Making bad decisions is all part of being a leader. But one way to avoid them might be firing your "yes men."
Noreena Hertz writes in the Harvard Business Review that every CEO needs a "Challenger in Chief," or someone who voices dissent. Having access to several opinions, she says, might improve group-think, lessen bias, and help executives find smarter solutions.
"When group members are actively encouraged to openly express divergent opinions they not only share more information, they consider it more systematically and in a more balanced and less biased way," she writes. "When people engage with those with different opinions and views from their own they become much more capable of properly interrogating critical assumptions and identifying creative alternatives."
Hertz references a study by Small Group Research, which found that decision-making groups (think the board of directors) are biased by design. As a result, groups comprised of people with different opinions speak up, which leads to better decisions. Most leaders, however, won't encourage this, especially at work.
At Lehman Brothers, for example, there was an unspoken rule: Voice dissent and you're going to get fired. Before Lehman's demise, the board of directors and management were so agreeable no one dared to say their decisions were leading them right into the financial crisis.
One leader famous for embracing dissent was President Abraham Lincoln. He constantly met with a "team of rivals," who helped guide his decisions through intellectual debate.
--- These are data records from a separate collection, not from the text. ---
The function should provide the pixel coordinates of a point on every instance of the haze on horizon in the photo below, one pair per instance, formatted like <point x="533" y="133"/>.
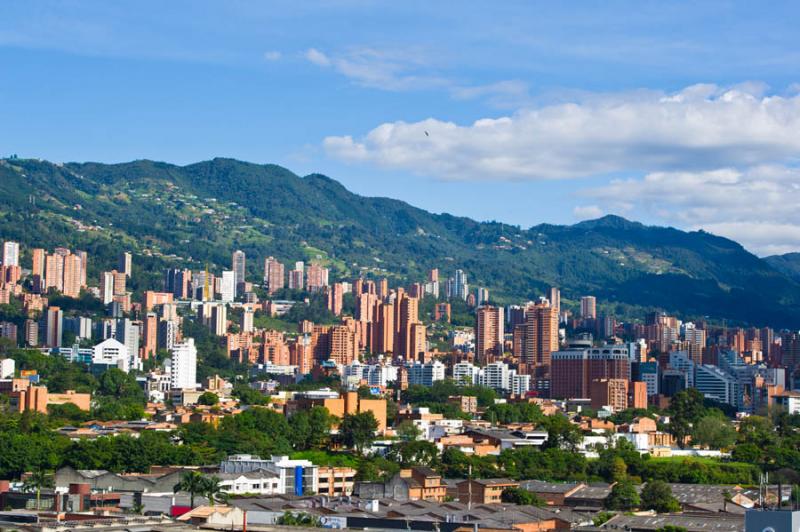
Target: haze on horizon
<point x="671" y="114"/>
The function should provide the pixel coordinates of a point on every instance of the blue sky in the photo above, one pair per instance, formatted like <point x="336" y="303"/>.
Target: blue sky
<point x="678" y="113"/>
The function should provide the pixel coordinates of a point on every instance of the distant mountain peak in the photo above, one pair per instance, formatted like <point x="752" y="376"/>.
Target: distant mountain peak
<point x="609" y="221"/>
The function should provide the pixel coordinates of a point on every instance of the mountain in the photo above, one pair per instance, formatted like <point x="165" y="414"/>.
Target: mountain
<point x="788" y="264"/>
<point x="199" y="213"/>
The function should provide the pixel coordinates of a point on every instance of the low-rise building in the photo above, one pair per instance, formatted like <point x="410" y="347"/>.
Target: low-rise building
<point x="484" y="491"/>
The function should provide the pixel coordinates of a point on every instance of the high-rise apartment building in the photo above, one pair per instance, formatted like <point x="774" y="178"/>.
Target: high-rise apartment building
<point x="407" y="315"/>
<point x="336" y="298"/>
<point x="149" y="336"/>
<point x="37" y="266"/>
<point x="540" y="338"/>
<point x="54" y="327"/>
<point x="555" y="298"/>
<point x="219" y="319"/>
<point x="10" y="253"/>
<point x="54" y="272"/>
<point x="343" y="345"/>
<point x="588" y="307"/>
<point x="107" y="287"/>
<point x="183" y="365"/>
<point x="246" y="324"/>
<point x="460" y="285"/>
<point x="125" y="264"/>
<point x="227" y="291"/>
<point x="73" y="273"/>
<point x="238" y="265"/>
<point x="383" y="333"/>
<point x="488" y="334"/>
<point x="573" y="370"/>
<point x="297" y="276"/>
<point x="274" y="275"/>
<point x="316" y="278"/>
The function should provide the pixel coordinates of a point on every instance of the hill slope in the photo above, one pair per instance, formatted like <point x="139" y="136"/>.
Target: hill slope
<point x="201" y="212"/>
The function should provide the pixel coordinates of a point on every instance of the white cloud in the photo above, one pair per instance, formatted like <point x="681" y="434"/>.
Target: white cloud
<point x="317" y="57"/>
<point x="699" y="128"/>
<point x="380" y="69"/>
<point x="587" y="212"/>
<point x="755" y="206"/>
<point x="272" y="55"/>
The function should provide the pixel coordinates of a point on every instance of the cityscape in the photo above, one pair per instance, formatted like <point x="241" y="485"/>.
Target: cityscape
<point x="551" y="284"/>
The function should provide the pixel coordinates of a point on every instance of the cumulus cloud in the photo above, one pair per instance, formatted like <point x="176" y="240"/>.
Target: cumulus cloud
<point x="699" y="128"/>
<point x="317" y="57"/>
<point x="272" y="55"/>
<point x="380" y="69"/>
<point x="756" y="206"/>
<point x="587" y="212"/>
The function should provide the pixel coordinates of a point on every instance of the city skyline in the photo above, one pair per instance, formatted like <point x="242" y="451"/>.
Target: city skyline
<point x="587" y="109"/>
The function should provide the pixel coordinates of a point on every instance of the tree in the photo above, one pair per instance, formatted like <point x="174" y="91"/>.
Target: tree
<point x="657" y="495"/>
<point x="516" y="495"/>
<point x="298" y="519"/>
<point x="726" y="498"/>
<point x="248" y="396"/>
<point x="193" y="483"/>
<point x="311" y="428"/>
<point x="714" y="432"/>
<point x="37" y="480"/>
<point x="213" y="490"/>
<point x="602" y="517"/>
<point x="208" y="399"/>
<point x="562" y="433"/>
<point x="358" y="430"/>
<point x="116" y="383"/>
<point x="686" y="408"/>
<point x="414" y="453"/>
<point x="623" y="497"/>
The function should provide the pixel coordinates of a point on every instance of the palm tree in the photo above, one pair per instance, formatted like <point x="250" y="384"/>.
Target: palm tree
<point x="37" y="479"/>
<point x="214" y="492"/>
<point x="726" y="498"/>
<point x="192" y="482"/>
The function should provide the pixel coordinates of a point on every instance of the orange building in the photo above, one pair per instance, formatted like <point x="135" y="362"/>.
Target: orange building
<point x="484" y="491"/>
<point x="24" y="397"/>
<point x="424" y="484"/>
<point x="153" y="299"/>
<point x="610" y="392"/>
<point x="349" y="403"/>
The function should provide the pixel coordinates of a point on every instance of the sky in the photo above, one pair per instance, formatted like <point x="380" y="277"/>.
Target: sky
<point x="670" y="113"/>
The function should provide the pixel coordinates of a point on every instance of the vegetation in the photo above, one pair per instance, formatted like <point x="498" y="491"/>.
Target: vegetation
<point x="522" y="496"/>
<point x="224" y="204"/>
<point x="623" y="497"/>
<point x="192" y="482"/>
<point x="302" y="519"/>
<point x="657" y="495"/>
<point x="358" y="430"/>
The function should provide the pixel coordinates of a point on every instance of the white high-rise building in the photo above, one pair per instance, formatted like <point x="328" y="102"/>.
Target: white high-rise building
<point x="247" y="319"/>
<point x="128" y="333"/>
<point x="10" y="253"/>
<point x="228" y="286"/>
<point x="238" y="267"/>
<point x="426" y="374"/>
<point x="465" y="373"/>
<point x="183" y="365"/>
<point x="461" y="286"/>
<point x="112" y="352"/>
<point x="497" y="375"/>
<point x="520" y="384"/>
<point x="107" y="287"/>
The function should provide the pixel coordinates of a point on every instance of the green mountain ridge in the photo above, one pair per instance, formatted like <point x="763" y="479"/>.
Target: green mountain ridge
<point x="200" y="212"/>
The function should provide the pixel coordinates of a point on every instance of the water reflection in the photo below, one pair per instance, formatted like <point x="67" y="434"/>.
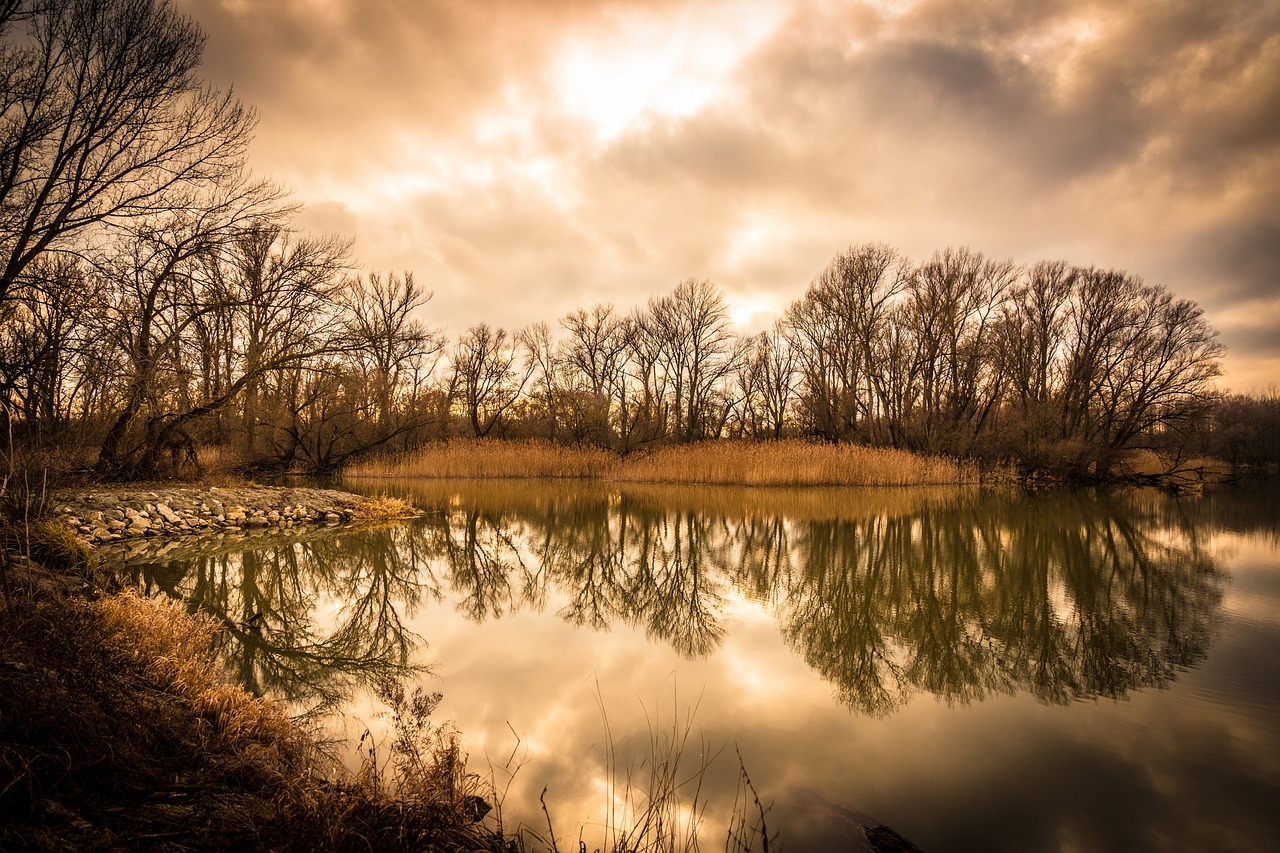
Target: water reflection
<point x="956" y="593"/>
<point x="305" y="617"/>
<point x="959" y="593"/>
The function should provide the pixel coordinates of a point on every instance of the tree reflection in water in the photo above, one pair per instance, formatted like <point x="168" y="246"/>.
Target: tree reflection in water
<point x="954" y="592"/>
<point x="306" y="617"/>
<point x="959" y="593"/>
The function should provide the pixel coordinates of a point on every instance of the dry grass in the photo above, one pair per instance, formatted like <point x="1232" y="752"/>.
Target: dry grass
<point x="789" y="463"/>
<point x="492" y="459"/>
<point x="795" y="463"/>
<point x="118" y="730"/>
<point x="383" y="509"/>
<point x="714" y="501"/>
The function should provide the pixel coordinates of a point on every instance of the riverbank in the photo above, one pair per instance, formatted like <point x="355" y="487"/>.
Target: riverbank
<point x="790" y="463"/>
<point x="106" y="515"/>
<point x="119" y="731"/>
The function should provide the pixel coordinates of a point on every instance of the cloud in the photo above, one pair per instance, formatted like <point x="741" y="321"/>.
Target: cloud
<point x="526" y="159"/>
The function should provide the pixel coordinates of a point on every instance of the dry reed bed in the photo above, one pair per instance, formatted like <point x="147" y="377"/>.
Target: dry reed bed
<point x="119" y="730"/>
<point x="786" y="463"/>
<point x="543" y="497"/>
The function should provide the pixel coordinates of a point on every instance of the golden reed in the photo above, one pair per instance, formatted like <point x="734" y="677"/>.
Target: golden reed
<point x="718" y="463"/>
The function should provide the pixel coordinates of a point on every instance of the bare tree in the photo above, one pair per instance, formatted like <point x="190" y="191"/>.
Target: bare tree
<point x="104" y="121"/>
<point x="1139" y="360"/>
<point x="488" y="374"/>
<point x="393" y="349"/>
<point x="836" y="331"/>
<point x="954" y="302"/>
<point x="698" y="352"/>
<point x="232" y="258"/>
<point x="595" y="359"/>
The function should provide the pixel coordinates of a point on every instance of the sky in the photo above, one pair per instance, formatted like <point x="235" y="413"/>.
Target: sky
<point x="525" y="159"/>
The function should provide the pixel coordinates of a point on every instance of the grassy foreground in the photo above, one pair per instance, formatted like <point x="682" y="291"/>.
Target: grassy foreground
<point x="786" y="463"/>
<point x="118" y="730"/>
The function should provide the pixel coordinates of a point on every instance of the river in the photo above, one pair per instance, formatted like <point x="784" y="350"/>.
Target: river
<point x="978" y="669"/>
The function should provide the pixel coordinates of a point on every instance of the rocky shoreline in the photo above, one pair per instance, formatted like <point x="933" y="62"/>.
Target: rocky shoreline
<point x="108" y="515"/>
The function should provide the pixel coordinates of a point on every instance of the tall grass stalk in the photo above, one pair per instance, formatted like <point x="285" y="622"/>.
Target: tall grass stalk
<point x="720" y="463"/>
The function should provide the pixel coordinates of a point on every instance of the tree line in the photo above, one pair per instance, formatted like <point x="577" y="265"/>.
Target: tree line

Eric Schmidt, Google's executive chairman, is also known for hiring workers who disagree.
Leaders are just like everyone else. When they're stressed, they depend on stereotypes, and if their blood sugar drops, they make poorer financial decisions. If they don't get enough sleep, their brains behave as if they are drunk.
A "Challenger in Chief" might stave off bad decisions, save your company from ruin, or help the country. But more than anything, it will make you a great leader.